Un successo internazionale per il soprano bellunese

Il sogno americano di Chiara Isotton

Un successo internazionale per il soprano bellunese

Il Metropolitan Opera House di New York è uno dei più ambiti teatri per gli artisti. Come per Chiara Isotton, che fin da piccola sognava di esibirsi proprio su quel palcoscenico anche se, a qual tempo, non si sarebbe mai immaginata che un giorno avrebbe davvero realizzato il suo sogno. E a soli 38 anni.

Tra ambientazioni d’epoca spettacolari (gli atti si svolgono nelle città di San Pietroburgo, Parigi e in Svizzera) e meravigliosi abiti, Chiara diventa per qualche ora Fedora, protagonista dell’omonima opera di Umberto Giordano, una principessa russa che nel tentativo di vendicare la morte del suo fidanzato combina una serie di guai le cui conseguenze la porteranno al suicidio proprio nel momento in cui verrà perdonata. Un ottimo lavoro di squadra tra orchestra, coro e attori, coordinati dal maestro Armiliato, hanno dato vita ad uno spettacolo che ha coinvolto per tutta la sua durata le oltre 4000 persone presenti tra il pubblico americano, regalando a Chiara l’energia che le ha permesso di ottere professionalmente un ruolo prestigioso, ma anche di divertirsi creando la musica più bella nonostante la tensione e la concentrazione che il suo personaggio protagonista richiedeva. Questo risultato fa seguito alla stagione alla Scala nel ruolo della Dama di “Lady Macbeth”, proseguito con la “Tosca” al “Massimo” di Palermo e il debutto come Elisabetta nel “Don Carlo” a Marsiglia.

Come ti sei avvicinata al canto?
«Ho iniziato in un coro di voci bianche, poi a 16 anni ho studiato canto lirico alla scuola “Miari” di Belluno».

Quando è iniziata l’avventura da professionista?
«In linea di massima si dice che, quando inizi ad essere pagata, inizia l’avventura da professionista. In realtà per me l’inizio del mio percorso da cantante professionista comincia dopo aver vinto il concorso di Spoleto, che ha dato l’avvio al debutto di un ruolo importante, dieci anni fa. Quindi sono dieci anni che sono in questa meravigliosa barca e veramente non potrei essere più contenta».

Un tempo che possiamo chiamare “gavetta”?
«A me piace pensare che la gavetta non sia finita e non finirà mai, credo che questo sia fondamentale per cercare di migliorarsi, sfidare i propri limiti e darsi degli obiettivi per non fermarsi».

Avevi messo in conto, durante gli studi, che, di lì a breve, avresti girato il mondo su palchi prestigiosi?
«No, non l’avevo messo in conto ma ci avevo sperato perché amo moltissimo viaggiare.
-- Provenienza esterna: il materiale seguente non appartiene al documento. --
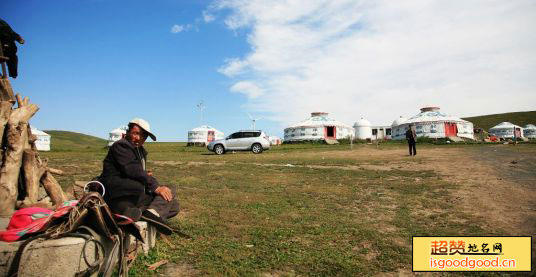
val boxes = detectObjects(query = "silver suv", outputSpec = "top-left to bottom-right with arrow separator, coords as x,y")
207,130 -> 270,155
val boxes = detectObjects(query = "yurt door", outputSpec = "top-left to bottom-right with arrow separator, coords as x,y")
207,131 -> 214,142
324,126 -> 336,139
445,122 -> 457,137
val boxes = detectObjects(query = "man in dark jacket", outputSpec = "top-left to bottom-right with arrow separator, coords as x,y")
406,124 -> 417,156
0,19 -> 24,78
99,118 -> 179,231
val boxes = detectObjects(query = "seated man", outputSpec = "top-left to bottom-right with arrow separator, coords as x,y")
99,118 -> 179,234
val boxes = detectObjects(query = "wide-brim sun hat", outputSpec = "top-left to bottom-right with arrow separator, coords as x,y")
128,118 -> 156,141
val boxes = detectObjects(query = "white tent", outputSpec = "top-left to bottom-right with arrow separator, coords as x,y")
488,122 -> 523,139
523,124 -> 536,139
188,125 -> 224,145
108,126 -> 128,146
30,126 -> 50,151
285,112 -> 354,142
392,106 -> 474,140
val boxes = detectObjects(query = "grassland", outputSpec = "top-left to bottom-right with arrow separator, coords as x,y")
38,135 -> 536,276
463,111 -> 536,131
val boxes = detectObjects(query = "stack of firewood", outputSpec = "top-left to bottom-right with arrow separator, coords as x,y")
0,90 -> 67,217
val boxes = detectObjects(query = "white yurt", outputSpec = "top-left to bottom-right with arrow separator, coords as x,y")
284,112 -> 354,142
188,125 -> 224,146
354,118 -> 372,140
30,126 -> 50,151
488,122 -> 523,139
523,124 -> 536,139
108,126 -> 128,146
392,106 -> 474,140
391,116 -> 408,140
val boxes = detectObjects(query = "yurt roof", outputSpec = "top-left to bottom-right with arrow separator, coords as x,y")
30,126 -> 50,137
391,116 -> 408,127
490,122 -> 521,130
404,107 -> 469,124
110,126 -> 128,135
190,125 -> 219,132
354,118 -> 371,127
287,112 -> 352,128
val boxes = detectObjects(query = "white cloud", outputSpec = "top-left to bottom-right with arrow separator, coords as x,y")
231,81 -> 264,99
218,58 -> 248,77
203,11 -> 216,23
211,0 -> 536,124
171,24 -> 192,34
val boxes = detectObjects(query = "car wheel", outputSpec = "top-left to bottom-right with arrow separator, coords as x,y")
214,144 -> 225,155
251,143 -> 262,154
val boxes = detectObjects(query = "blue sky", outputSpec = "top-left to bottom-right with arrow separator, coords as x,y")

Ho la fortuna di essere continuamente stimolata a conoscere nuovi paesi, nuove persone e anche realtà agli antipodi rispetto a quella da cui provengo o quella in cui ho vissuto finora, in cui ci sono modi estremamente vari di vivere tutto. È uno degli aspetti che amo di più del mio lavoro e lo trovo davvero arricchente».

Vi sono anche dei contro?
«È comunque pesante – inutile girarci intorno – essere, con due valigie in mano, sempre in viaggio, vivendo in case che non sono la tua. L’aspetto più pesante è rimanere lontana fisicamente dagli affetti e dalle persone più care, per fortuna ci sono questi fantastici mezzi di comunicazione che ci avvicinano. Io dico sempre volere è potere, quindi non è un oceano o un fuso orario che mi ostacola».
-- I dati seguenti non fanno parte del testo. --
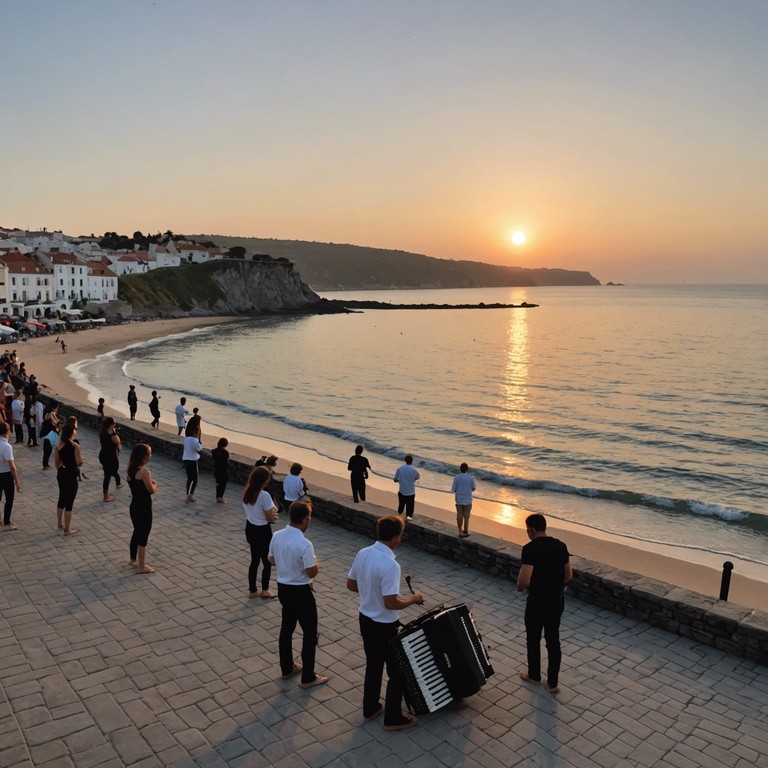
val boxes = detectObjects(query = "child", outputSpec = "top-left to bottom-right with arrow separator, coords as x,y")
211,437 -> 229,504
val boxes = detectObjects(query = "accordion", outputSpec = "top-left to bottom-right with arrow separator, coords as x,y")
390,604 -> 493,715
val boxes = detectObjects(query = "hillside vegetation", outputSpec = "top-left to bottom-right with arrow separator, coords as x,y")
192,235 -> 600,291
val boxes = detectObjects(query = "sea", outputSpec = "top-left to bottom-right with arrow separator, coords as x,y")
73,284 -> 768,564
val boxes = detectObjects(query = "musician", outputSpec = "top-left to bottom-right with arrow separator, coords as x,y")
517,515 -> 573,693
347,515 -> 424,731
269,501 -> 328,688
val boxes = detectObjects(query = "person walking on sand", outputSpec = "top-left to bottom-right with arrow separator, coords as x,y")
243,467 -> 277,598
211,437 -> 229,504
347,445 -> 373,504
149,389 -> 160,429
99,416 -> 123,501
128,384 -> 139,421
451,462 -> 477,539
174,397 -> 189,434
269,501 -> 328,688
0,422 -> 21,531
517,515 -> 573,693
395,453 -> 421,519
347,515 -> 424,731
53,416 -> 83,536
127,443 -> 157,573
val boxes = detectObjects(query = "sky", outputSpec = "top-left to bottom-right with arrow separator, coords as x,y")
0,0 -> 768,283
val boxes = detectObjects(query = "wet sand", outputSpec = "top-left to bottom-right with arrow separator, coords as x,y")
17,317 -> 768,611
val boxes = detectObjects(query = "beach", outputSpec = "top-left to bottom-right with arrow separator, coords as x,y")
17,317 -> 768,611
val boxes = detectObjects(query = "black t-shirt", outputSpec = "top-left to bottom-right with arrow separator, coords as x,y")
522,536 -> 569,598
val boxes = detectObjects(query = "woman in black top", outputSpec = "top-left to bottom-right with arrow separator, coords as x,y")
53,416 -> 83,536
99,416 -> 123,501
127,443 -> 157,573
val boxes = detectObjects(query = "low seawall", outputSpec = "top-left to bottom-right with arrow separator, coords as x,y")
61,395 -> 768,665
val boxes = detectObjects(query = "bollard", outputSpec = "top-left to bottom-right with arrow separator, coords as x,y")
720,560 -> 733,600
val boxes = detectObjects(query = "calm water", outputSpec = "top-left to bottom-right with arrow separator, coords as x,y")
76,285 -> 768,563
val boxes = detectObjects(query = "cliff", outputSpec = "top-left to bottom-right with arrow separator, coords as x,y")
193,235 -> 600,291
118,258 -> 320,315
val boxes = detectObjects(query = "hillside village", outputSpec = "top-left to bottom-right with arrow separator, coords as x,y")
0,227 -> 228,327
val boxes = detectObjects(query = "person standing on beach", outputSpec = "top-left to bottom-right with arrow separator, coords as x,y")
181,419 -> 203,501
243,467 -> 277,598
395,453 -> 421,519
269,501 -> 328,688
174,397 -> 189,434
0,422 -> 21,531
517,515 -> 573,693
128,384 -> 139,421
149,389 -> 160,429
451,462 -> 477,539
347,445 -> 373,504
211,437 -> 229,504
347,515 -> 424,731
53,416 -> 83,536
127,443 -> 157,573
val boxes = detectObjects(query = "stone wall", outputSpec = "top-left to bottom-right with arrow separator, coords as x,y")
64,397 -> 768,664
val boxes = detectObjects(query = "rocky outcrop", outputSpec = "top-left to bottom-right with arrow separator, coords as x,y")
118,257 -> 320,315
Com’è tornare a Belluno dopo questo viaggio importante?
«Tornare a Belluno è sempre una gioia enorme perché per me Belluno è casa. Credo che tutti noi siamo indissolubilmente legati al luogo dove nasciamo e anche il nostro carattere, le nostre attitudini e la nostra natura sono legate alle nostre origini. Nonostante sia spesso lontana mi sento una montanara e quando ho bisogno di allenare il fiato non c’è niente di meglio che tornare su e andare a fare un bel giro in montagna!».

Tra i futuri impegni in Italia e in giro per il mondo, la soprano bellunese riserva il desiderio di tornare al più presto in America per collaborare in altri spettacoli. Le auguriamo la più brillante carriera!